A body of mass 'm' connected to a massless and unstretchable string goes in verticle circle of radius 'R' under gravity g. The other end of the string is fixed at the center of circle. If velocity at top of circular path is $$n\sqrt{gR}$$, where, $$n /geq$$, then ratio of kinetic energy of the body at bottom to that at top of the circle is

The body moves in a vertical circle of radius $$R$$ under gravity $$g$$. The velocity at the top is given as $$v_{\text{top}} = n \sqrt{gR}$$, where $$n \geq 1$$ to ensure the body completes the circle.

The kinetic energy at the top is:

$$KE_{\text{top}} = \frac{1}{2} m v_{\text{top}}^2 = \frac{1}{2} m (n \sqrt{gR})^2 = \frac{1}{2} m n^2 gR$$

To find the kinetic energy at the bottom, use conservation of mechanical energy. Set the reference point for potential energy at the bottom of the circle.

At the bottom, height = 0, so potential energy = 0.

At the top, height = $$2R$$, so potential energy = $$mg \cdot 2R = 2mgR$$.
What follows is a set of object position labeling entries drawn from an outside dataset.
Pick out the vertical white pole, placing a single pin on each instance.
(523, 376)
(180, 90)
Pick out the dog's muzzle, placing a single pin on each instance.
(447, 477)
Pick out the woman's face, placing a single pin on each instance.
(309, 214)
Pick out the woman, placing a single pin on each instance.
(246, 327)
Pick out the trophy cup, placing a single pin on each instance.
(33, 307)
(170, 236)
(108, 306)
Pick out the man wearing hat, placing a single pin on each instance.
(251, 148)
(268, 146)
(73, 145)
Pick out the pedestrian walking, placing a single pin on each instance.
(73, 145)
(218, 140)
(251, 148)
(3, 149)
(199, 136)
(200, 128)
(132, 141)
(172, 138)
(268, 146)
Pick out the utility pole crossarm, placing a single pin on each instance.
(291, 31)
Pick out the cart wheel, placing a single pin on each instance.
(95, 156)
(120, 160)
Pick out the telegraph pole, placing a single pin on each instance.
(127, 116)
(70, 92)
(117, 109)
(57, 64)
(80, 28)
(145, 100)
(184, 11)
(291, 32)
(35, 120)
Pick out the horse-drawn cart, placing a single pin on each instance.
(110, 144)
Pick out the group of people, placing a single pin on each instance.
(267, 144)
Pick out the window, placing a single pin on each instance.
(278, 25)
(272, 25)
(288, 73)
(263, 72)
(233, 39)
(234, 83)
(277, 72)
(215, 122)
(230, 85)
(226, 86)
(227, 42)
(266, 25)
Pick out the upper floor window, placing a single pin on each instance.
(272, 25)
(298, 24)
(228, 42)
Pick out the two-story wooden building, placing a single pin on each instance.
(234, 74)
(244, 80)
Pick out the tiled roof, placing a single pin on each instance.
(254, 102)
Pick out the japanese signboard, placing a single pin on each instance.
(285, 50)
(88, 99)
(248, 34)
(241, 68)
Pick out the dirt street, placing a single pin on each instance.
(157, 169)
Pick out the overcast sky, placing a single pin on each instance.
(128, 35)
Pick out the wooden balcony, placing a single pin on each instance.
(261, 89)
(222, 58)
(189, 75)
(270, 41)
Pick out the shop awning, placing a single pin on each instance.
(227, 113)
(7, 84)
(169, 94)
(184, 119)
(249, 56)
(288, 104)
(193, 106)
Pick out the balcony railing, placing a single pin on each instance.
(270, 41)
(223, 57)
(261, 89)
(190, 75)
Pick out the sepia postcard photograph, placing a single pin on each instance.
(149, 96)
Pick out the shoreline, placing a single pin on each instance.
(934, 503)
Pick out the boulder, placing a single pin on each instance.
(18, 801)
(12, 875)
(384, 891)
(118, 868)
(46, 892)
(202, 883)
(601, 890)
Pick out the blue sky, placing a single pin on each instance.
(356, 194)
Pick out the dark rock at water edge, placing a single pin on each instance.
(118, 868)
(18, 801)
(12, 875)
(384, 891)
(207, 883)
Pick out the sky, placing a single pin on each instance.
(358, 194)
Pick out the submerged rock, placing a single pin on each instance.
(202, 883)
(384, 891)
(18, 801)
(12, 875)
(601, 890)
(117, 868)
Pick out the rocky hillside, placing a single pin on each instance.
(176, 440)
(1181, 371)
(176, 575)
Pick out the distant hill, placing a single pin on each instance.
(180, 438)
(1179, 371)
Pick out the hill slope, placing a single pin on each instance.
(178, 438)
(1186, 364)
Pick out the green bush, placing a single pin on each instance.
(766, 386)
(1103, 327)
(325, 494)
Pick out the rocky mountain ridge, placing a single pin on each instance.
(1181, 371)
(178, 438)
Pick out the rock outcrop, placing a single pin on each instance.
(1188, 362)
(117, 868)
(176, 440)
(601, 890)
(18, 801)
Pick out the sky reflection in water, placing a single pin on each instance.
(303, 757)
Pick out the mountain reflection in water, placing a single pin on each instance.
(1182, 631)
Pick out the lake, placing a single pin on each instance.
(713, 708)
By conservation of energy:

Total energy at bottom = Total energy at top

$$\frac{1}{2} m v_{\text{bottom}}^2 + 0 = \frac{1}{2} m v_{\text{top}}^2 + 2mgR$$

Simplify:

$$\frac{1}{2} v_{\text{bottom}}^2 = \frac{1}{2} v_{\text{top}}^2 + 2gR$$

Multiply both sides by 2:

$$v_{\text{bottom}}^2 = v_{\text{top}}^2 + 4gR$$

Substitute $$v_{\text{top}} = n \sqrt{gR}$$:

$$v_{\text{bottom}}^2 = (n \sqrt{gR})^2 + 4gR = n^2 gR + 4gR = gR(n^2 + 4)$$

Kinetic energy at the bottom is:

$$KE_{\text{bottom}} = \frac{1}{2} m v_{\text{bottom}}^2 = \frac{1}{2} m gR (n^2 + 4)$$

The ratio of kinetic energy at the bottom to that at the top is:

$$\frac{KE_{\text{bottom}}}{KE_{\text{top}}} = \frac{\frac{1}{2} m gR (n^2 + 4)}{\frac{1}{2} m gR n^2} = \frac{n^2 + 4}{n^2}$$

Comparing with the options:

A. $$\frac{n^{2}}{n^{2}+4}$$

B. $$\frac{n^{2}+4}{n^{2}}$$

C. $$\frac{n+4}{n}$$

D. $$\frac{n}{n+4}$$

Option B matches the result.

Thus, the ratio is $$\frac{n^{2}+4}{n^{2}}$$.